The relationship between independent variables and the dependent variable must be linear.
plot(turnover_model1,which=1)
(This is not very linear)
The residuals of the model should be independent of each other. Or, the model should not affect different errors the same way.
durbinWatsonTest(turnover_model1)
## lag Autocorrelation D-W Statistic p-value
## 1 0.04639874 1.903456 0.09
## Alternative hypothesis: rho != 0
(the p-value is greater than 0.05, which means durbinWatson is suggesting the errors are independent)
plot(turnover_model1,which=3)
(if this was homoscedastic, the dots would have a similar distance across the red line. They don’t!)
Is the data or it’s residuals normal?
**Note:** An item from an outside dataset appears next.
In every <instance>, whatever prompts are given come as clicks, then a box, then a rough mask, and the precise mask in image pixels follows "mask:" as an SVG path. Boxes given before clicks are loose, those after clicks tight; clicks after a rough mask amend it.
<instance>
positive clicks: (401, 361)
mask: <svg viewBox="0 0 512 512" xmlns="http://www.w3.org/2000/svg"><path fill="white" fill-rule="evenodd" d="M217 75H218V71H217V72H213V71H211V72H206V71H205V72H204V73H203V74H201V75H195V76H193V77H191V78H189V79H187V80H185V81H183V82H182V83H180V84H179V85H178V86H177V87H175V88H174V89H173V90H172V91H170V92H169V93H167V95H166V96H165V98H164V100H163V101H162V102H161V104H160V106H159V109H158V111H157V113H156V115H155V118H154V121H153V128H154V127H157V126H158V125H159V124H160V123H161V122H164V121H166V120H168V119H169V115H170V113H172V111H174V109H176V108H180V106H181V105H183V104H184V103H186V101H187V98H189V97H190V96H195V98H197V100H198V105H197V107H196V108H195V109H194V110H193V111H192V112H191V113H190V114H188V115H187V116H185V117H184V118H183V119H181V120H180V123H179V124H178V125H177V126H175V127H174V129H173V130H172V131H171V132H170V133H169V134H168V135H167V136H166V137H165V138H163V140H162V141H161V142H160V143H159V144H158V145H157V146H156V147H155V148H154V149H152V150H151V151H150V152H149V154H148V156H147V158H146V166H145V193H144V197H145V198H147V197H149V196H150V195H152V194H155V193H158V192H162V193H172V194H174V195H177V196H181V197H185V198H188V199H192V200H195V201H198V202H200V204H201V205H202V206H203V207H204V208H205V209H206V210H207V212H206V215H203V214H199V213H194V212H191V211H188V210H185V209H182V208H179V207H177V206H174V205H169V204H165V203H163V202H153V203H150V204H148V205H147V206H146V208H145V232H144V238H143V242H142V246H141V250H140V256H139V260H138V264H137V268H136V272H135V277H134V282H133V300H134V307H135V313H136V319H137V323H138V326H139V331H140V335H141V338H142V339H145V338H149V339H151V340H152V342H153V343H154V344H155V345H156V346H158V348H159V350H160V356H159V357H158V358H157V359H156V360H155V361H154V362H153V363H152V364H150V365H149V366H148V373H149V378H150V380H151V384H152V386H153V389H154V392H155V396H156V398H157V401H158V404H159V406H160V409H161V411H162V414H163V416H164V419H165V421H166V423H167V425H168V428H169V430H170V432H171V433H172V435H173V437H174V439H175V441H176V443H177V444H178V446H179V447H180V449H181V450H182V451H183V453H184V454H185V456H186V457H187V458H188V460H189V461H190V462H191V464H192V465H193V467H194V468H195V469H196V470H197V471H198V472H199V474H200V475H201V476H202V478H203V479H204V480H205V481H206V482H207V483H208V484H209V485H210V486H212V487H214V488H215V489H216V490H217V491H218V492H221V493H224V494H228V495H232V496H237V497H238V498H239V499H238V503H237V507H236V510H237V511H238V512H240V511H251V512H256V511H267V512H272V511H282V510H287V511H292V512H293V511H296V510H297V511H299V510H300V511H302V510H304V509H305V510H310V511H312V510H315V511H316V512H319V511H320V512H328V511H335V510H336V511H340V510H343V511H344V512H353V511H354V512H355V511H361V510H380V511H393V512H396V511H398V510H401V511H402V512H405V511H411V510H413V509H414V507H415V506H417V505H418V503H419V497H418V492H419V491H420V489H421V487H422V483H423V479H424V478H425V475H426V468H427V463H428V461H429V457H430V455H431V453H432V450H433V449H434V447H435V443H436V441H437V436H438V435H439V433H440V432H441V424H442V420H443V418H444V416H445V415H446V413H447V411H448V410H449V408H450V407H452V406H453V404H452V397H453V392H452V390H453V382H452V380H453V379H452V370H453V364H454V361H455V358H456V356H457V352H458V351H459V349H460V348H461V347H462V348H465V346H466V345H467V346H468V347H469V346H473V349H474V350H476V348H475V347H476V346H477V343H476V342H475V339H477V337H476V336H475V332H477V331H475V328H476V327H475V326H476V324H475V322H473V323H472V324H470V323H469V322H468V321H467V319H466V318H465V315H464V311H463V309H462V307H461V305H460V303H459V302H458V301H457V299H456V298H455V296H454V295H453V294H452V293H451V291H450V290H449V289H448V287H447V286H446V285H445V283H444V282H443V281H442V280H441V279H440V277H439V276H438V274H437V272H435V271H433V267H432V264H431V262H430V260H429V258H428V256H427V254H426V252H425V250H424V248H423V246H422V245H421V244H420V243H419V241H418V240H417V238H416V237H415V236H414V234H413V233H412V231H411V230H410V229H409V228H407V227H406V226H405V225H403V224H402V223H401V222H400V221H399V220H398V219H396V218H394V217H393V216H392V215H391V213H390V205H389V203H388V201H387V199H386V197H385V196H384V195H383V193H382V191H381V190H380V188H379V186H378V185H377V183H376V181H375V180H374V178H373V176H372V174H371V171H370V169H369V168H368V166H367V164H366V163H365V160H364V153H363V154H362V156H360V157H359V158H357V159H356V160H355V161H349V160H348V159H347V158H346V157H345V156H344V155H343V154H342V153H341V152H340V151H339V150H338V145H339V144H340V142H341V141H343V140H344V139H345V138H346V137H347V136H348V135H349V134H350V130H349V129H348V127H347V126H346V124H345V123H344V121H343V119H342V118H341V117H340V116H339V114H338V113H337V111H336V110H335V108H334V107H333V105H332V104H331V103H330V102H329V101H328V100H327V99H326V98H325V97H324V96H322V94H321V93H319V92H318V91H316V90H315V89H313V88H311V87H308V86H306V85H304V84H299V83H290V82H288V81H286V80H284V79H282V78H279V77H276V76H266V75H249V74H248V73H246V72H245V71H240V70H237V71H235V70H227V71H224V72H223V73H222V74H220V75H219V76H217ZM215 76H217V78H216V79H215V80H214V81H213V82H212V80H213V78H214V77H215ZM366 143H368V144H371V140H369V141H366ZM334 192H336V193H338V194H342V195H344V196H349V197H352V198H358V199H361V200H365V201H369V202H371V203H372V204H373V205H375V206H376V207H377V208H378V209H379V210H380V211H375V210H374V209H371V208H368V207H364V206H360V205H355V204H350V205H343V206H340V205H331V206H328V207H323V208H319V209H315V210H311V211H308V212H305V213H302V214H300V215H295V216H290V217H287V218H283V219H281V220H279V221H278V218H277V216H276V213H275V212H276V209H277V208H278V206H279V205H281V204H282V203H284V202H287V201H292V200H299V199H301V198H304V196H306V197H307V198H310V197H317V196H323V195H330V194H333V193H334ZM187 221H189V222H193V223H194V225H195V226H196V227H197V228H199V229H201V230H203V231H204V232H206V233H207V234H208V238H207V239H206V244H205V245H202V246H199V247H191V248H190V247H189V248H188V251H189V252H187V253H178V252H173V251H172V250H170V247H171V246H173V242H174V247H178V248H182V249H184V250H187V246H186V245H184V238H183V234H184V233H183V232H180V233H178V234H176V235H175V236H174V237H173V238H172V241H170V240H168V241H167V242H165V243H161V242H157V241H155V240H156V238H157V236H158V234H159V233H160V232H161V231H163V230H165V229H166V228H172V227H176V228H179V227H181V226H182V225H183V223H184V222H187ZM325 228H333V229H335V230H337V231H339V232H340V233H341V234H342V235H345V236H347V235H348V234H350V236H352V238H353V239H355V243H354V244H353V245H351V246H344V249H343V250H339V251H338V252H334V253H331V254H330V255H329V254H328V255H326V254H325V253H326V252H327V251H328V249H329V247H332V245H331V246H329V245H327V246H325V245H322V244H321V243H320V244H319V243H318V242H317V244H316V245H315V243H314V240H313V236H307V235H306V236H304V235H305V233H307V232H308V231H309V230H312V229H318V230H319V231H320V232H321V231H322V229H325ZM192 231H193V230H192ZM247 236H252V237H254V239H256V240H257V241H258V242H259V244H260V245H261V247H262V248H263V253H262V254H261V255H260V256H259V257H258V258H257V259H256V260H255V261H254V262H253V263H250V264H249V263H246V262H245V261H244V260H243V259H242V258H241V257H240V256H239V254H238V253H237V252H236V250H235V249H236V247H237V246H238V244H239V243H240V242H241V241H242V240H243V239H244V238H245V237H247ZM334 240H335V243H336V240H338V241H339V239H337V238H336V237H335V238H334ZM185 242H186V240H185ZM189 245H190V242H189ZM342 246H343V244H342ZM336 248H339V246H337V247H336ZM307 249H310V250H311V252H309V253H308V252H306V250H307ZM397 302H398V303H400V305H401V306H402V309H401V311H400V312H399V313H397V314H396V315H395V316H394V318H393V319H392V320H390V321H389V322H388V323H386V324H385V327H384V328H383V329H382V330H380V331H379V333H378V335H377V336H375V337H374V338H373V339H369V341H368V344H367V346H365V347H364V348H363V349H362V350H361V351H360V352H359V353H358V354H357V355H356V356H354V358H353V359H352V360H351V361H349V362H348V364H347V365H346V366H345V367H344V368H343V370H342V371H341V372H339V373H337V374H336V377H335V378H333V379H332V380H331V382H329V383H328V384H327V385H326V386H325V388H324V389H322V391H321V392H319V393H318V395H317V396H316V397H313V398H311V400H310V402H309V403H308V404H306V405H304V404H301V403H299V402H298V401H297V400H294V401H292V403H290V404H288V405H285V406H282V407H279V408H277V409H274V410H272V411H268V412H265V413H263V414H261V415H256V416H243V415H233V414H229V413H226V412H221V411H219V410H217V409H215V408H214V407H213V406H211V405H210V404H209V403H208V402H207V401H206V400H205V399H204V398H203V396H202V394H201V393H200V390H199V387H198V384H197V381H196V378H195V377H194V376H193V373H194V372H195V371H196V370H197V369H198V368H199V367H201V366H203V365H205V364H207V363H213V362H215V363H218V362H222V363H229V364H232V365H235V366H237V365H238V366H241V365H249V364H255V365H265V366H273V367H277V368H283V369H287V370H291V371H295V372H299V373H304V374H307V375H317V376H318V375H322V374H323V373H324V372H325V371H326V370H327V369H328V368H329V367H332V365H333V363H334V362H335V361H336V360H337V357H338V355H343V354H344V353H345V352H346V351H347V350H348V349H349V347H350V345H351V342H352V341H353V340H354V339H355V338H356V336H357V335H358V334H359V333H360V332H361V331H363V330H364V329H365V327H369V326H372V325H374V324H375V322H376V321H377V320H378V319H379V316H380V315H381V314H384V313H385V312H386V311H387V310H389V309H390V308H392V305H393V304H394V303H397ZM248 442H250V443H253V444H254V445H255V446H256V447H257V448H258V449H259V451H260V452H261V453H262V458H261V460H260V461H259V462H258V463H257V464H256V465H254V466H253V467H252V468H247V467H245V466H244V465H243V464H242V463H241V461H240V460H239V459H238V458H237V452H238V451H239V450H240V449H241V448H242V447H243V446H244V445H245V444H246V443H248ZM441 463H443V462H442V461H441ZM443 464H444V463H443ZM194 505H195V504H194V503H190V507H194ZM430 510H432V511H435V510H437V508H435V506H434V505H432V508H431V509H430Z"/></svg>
We can eye this from a Q-Q plot.
plot(turnover_model1,which=2)
The data is mostly normal until it gets to the outliers … then it goes off the rails. This is fairly common.
vif(turnover_model1)
## funding_per_student DZCAMPUS
## 1.012231 1.012231
DZCAMPUS and funding_per_student are both below 5 and 10, so there is probably no multicolinearity to speak of.
turnover_model_mitigated <- lm(teacher_turnover~log(DZCAMPUS)+log(funding_per_student),data=district_clean2)
summary(turnover_model_mitigated)
##
## Call:
## lm(formula = teacher_turnover ~ log(DZCAMPUS) + log(funding_per_student),
## data = district_clean2)
##
## Residuals:
## Min 1Q Median 3Q Max
## -28.774 -6.388 -1.462 4.747 73.934
##
## Coefficients:
## Estimate Std. Error t value Pr(>|t|)
## (Intercept) 98.2892 13.1371 7.482 1.42e-13 ***
## log(DZCAMPUS) -2.4352 0.3078 -7.910 5.80e-15 ***
## log(funding_per_student) -8.3431 1.4722 -5.667 1.82e-08 ***
## ---
## Signif. codes: 0 '***' 0.001 '**' 0.01 '*' 0.05 '.' 0.1 ' ' 1
##
## Residual standard error: 10.65 on 1196 degrees of freedom
## Multiple R-squared: 0.05832, Adjusted R-squared: 0.05674
## F-statistic: 37.03 on 2 and 1196 DF, p-value: 2.481e-16
How does it look now?
Linearity:
plot(turnover_model_mitigated,which=1)
MUCH more linear.
Heteroscedasticity:
plot(turnover_model_mitigated,which=3)
Much more homoskedastic. Not perfect, but better.
Normality:
plot(turnover_model_mitigated,which=2)
Still not perfect, but possibly a bit better.
summary(turnover_model_mitigated)
##
## Call:
## lm(formula = teacher_turnover ~ log(DZCAMPUS) + log(funding_per_student),
## data = district_clean2)
##
## Residuals:
## Min 1Q Median 3Q Max
## -28.774 -6.388 -1.462 4.747 73.934
##
## Coefficients:
## Estimate Std. Error t value Pr(>|t|)
## (Intercept) 98.2892 13.1371 7.482 1.42e-13 ***
## log(DZCAMPUS) -2.4352 0.3078 -7.910 5.80e-15 ***
## log(funding_per_student) -8.3431 1.4722 -5.667 1.82e-08 ***
## ---
## Signif. codes: 0 '***' 0.001 '**' 0.01 '*' 0.05 '.' 0.1 ' ' 1
##
## Residual standard error: 10.65 on 1196 degrees of freedom
## Multiple R-squared: 0.05832, Adjusted R-squared: 0.05674
## F-statistic: 37.03 on 2 and 1196 DF, p-value: 2.481e-16
As the log of campuses and funding per student goes down, teacher turnover tends to go up. The whole model is significant (2.481e-16) and both log(DZCAMPUS) and log(funding_per_student) are significant, which means the results are unlikely to be caused purely by chance.